Conclusão Koyré inicia o capítulo retomando a pergunta de Clarke a Leibniz e ensaia uma possível resposta do filósofo alemão: mesmo que opere sob certas regras, o Deus do sistema leibniziano não pode ser responsabilizado pela ordem ou pela desordem do mundo, pois a ele não cabe agir de modo diferente do que age e nem mesmo deve fazê-lo. Criar um mundo livre de males seria criar um mundo perfeitamente bom – o que não era possível nem mesmo a Deus, uma vez que este mundo é apenas o melhor mundo possível. A resposta é dada por Koyré porque Leibniz não chegou a ler as últimas objeções de Clarke. Mas o resultado da disputa não teria sido diferente: neste “embate titânico”, ambos os lados mantiveram suas posições até o fim. Contudo, já no final do século, um desses lados despontava como vencedor: a ciência e a filosofia de Newton resistiram aos ataques dos leibnizianos e cartesianos, e o “Deus newtoniano reinava, supremo, no vazio infinito do espaço absoluto, no qual a força da atração universal interligava os corpos estruturados atomicamente” (p. 242), corpos que se moviam segundo leis matemáticas em um universo incomensurável. Uma vitória pela qual Newton pagou um alto preço: a força de atração, expressão da ação de Deus no mundo, passou a ser cada vez mais compreendida como uma força natural e uma propriedade da matéria, reforçando o mecanismo que Clarke tanto havia criticado. Não havia razões, afinal, para que a força de atração não fosse

pensada como própria da matéria, já que a natureza da matéria também não era plenamente compreendida. Entretanto, um aspecto da filosofia de Leibniz prevaleceu sobre a teoria newtoniana: os princípios da razão suficiente e da plenitude, que não limitam a ação criadora divina, foram amplamente assimilados no modo de se conceber a natureza da matéria e do tempo.
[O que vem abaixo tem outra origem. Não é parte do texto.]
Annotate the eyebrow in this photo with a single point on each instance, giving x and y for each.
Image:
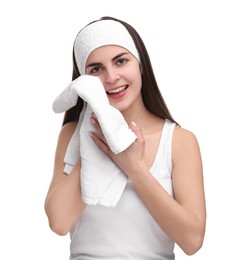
(98, 63)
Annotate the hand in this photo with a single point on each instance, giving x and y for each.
(131, 160)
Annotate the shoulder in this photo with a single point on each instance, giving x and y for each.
(184, 145)
(65, 134)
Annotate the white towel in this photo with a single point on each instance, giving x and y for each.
(102, 181)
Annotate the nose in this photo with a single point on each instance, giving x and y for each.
(112, 75)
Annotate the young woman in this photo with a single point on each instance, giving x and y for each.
(163, 202)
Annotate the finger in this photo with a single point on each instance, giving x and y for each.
(97, 127)
(100, 143)
(138, 132)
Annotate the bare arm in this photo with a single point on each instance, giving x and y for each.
(63, 204)
(182, 218)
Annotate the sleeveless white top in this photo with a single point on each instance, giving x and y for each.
(127, 231)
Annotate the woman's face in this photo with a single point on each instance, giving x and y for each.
(119, 72)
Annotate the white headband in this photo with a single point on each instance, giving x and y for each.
(101, 33)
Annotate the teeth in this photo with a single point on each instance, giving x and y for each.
(116, 90)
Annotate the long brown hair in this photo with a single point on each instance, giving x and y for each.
(151, 95)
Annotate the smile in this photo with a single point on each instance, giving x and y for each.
(117, 90)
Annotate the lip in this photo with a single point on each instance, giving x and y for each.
(117, 92)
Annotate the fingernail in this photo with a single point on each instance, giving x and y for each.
(93, 115)
(93, 120)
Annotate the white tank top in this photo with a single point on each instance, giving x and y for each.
(127, 231)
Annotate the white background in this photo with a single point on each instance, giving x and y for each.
(192, 48)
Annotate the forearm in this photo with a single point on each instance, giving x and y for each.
(179, 223)
(63, 204)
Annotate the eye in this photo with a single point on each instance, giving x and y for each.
(121, 61)
(95, 70)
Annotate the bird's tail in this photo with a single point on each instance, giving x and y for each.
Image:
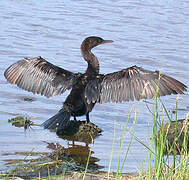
(59, 121)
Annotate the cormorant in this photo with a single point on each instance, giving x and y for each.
(39, 76)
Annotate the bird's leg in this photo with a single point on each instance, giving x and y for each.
(87, 118)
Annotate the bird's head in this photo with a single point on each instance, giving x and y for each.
(93, 41)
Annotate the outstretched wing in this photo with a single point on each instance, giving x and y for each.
(39, 76)
(130, 84)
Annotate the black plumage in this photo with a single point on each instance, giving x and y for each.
(134, 83)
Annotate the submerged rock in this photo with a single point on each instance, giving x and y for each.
(80, 131)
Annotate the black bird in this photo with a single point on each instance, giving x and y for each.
(39, 76)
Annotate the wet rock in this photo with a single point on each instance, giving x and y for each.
(174, 135)
(80, 131)
(21, 121)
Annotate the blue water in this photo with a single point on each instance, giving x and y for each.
(151, 34)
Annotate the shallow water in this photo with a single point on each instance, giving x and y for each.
(151, 34)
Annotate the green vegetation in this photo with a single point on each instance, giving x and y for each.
(168, 156)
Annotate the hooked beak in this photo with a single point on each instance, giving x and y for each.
(107, 41)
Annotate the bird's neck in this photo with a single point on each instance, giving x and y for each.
(93, 63)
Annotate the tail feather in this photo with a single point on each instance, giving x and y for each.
(59, 121)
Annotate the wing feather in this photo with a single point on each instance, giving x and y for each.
(133, 83)
(39, 76)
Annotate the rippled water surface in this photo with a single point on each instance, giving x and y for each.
(151, 34)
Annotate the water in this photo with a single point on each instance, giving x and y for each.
(151, 34)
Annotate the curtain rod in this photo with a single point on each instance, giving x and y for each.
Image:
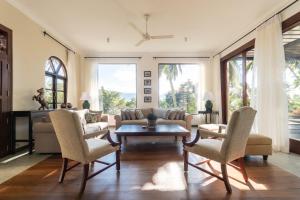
(283, 9)
(88, 57)
(179, 57)
(53, 38)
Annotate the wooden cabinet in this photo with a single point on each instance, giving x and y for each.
(5, 90)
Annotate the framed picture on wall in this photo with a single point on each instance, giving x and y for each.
(147, 99)
(147, 73)
(147, 90)
(147, 82)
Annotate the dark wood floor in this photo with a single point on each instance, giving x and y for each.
(152, 170)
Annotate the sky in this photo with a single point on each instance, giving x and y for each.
(118, 77)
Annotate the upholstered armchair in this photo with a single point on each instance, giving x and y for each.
(77, 147)
(231, 148)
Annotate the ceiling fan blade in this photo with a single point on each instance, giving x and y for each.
(140, 42)
(137, 29)
(162, 36)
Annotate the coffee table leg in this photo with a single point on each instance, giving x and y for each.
(119, 139)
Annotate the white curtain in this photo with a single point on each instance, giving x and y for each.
(269, 97)
(216, 83)
(72, 92)
(91, 82)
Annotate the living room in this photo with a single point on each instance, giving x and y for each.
(214, 85)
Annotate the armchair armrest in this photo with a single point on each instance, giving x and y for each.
(101, 133)
(104, 118)
(111, 141)
(188, 120)
(194, 141)
(118, 121)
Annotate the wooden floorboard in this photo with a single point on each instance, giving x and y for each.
(151, 170)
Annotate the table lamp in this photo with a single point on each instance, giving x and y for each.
(208, 97)
(85, 97)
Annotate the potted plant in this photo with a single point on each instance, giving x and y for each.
(151, 120)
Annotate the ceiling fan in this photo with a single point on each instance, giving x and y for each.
(145, 35)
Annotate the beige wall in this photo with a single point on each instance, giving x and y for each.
(30, 51)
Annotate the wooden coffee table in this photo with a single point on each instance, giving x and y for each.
(159, 130)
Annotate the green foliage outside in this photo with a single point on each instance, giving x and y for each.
(113, 103)
(184, 97)
(235, 92)
(293, 69)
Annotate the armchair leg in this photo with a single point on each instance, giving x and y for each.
(185, 160)
(63, 170)
(84, 177)
(225, 177)
(242, 168)
(118, 159)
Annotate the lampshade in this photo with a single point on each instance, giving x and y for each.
(208, 96)
(85, 96)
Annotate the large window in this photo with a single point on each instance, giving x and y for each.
(117, 86)
(55, 82)
(179, 86)
(291, 39)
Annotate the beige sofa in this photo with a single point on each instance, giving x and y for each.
(45, 138)
(256, 145)
(160, 113)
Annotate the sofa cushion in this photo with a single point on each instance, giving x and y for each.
(43, 127)
(172, 114)
(146, 111)
(123, 115)
(92, 117)
(139, 114)
(137, 122)
(160, 113)
(255, 139)
(81, 114)
(95, 127)
(166, 121)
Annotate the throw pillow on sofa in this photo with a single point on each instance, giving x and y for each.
(93, 116)
(172, 115)
(132, 114)
(160, 113)
(139, 114)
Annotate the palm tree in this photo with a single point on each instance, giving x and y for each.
(171, 71)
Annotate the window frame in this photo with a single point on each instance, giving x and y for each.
(287, 24)
(173, 63)
(124, 63)
(55, 76)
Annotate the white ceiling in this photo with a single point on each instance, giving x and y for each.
(209, 25)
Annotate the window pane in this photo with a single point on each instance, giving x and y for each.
(117, 87)
(59, 84)
(48, 82)
(50, 106)
(179, 86)
(49, 96)
(56, 63)
(249, 74)
(60, 97)
(61, 72)
(48, 67)
(235, 84)
(292, 56)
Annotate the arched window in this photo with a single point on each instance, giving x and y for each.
(55, 82)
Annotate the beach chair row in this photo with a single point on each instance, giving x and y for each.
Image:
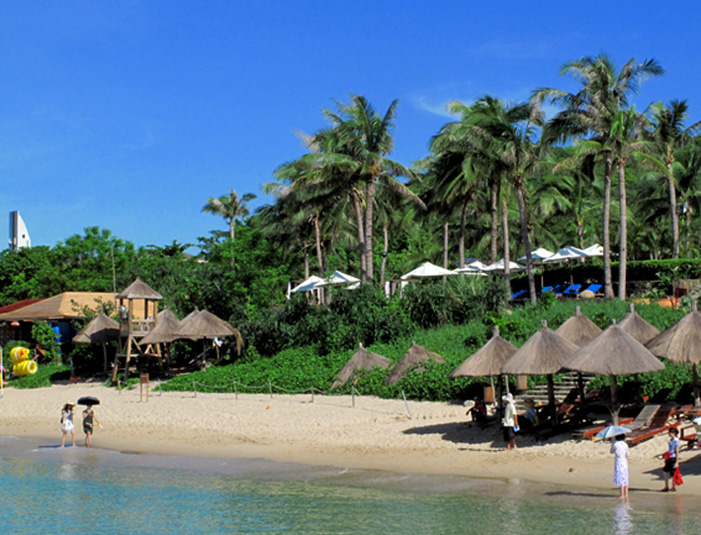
(571, 290)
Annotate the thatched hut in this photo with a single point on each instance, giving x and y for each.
(637, 327)
(412, 359)
(542, 354)
(614, 352)
(579, 329)
(362, 359)
(681, 343)
(100, 330)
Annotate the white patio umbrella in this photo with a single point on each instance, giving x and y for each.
(538, 256)
(307, 285)
(337, 277)
(566, 253)
(594, 250)
(499, 266)
(427, 270)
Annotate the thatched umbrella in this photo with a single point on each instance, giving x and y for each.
(681, 343)
(165, 330)
(362, 359)
(542, 354)
(614, 352)
(201, 324)
(488, 360)
(411, 358)
(100, 330)
(637, 327)
(579, 330)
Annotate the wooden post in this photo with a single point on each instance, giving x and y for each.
(143, 380)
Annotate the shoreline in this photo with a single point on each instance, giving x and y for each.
(376, 434)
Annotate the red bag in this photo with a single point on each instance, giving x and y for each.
(677, 478)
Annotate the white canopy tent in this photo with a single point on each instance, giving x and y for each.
(566, 253)
(427, 270)
(499, 266)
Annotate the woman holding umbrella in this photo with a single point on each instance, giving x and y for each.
(89, 419)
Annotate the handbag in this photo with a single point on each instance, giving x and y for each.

Assim, o universo material, mesmo que limitado a uma pequena parte do vazio infinito, tornou-se também infinito. Do mesmo modo, a ação divina não podia ser limitada a um lapso reduzido de tempo. “O mundo criado tornou-se infinito tanto no Espaço como no Tempo” (p. 243), diz Koyré, um mundo que, em última instância, não necessita ser criado e deve sua existência somente à própria infinitude. A dissolução da ontologia tradicional colocou em xeque a validade da inferência do atributo à distância, contribuindo para que o espaço cada vez menos fosse pensado como um atributo ou propriedade de Deus e passasse a ser “o vazio dos átomos, nem substância nem acidente, o nada infinito, incriado, o quadro de ausência de todo ser” (p. 243), ausência inclusive da presença divina. Ganha força, assim, a ideia de universo-relógio de Leibniz através da própria ciência newtoniana, que confirma a não-dissipação de energia no movimento. Tornou-se cada vez mais restrito o espaço para o Artífice Divino no mundo e o Deus Newtoniano é relegado ao papel de “uma força conservadora, uma intelligentia supramundana, um “Dieu fainéant”” (p. 243). Koyré termina o livro lembrando que Laplace, questionado por Napoleão sobre o papel de Deus em seu Sistema de Mundo, respondeu ao imperador que Deus não era uma hipótese necessária para sua explicação. Porém, era o próprio mundo, e não o Sistema do matemático francês, que não mais necessitava de Deus como hipótese. Por fim,

O universo infinito da Nova Cosmologia, infinito em Duração tanto quanto em Extensão, no qual a matéria eterna, de acordo com leis eternas e necessárias, move-se sem fim e sem desígnio no espaço eterno, herdou todos os atributos ontológicos

da Divindade. Entretanto, apenas estes; os demais, Deus, ao abandonar o mundo, levou consigo. (Koyré, p. 244)

BIBLIOGRAFIA KOYRÉ, A. Do Mundo Fechado ao Universo Infinito. Trad. Donaldson M. Garschagen, Rio de Janeiro: Forense Universitária, 2010.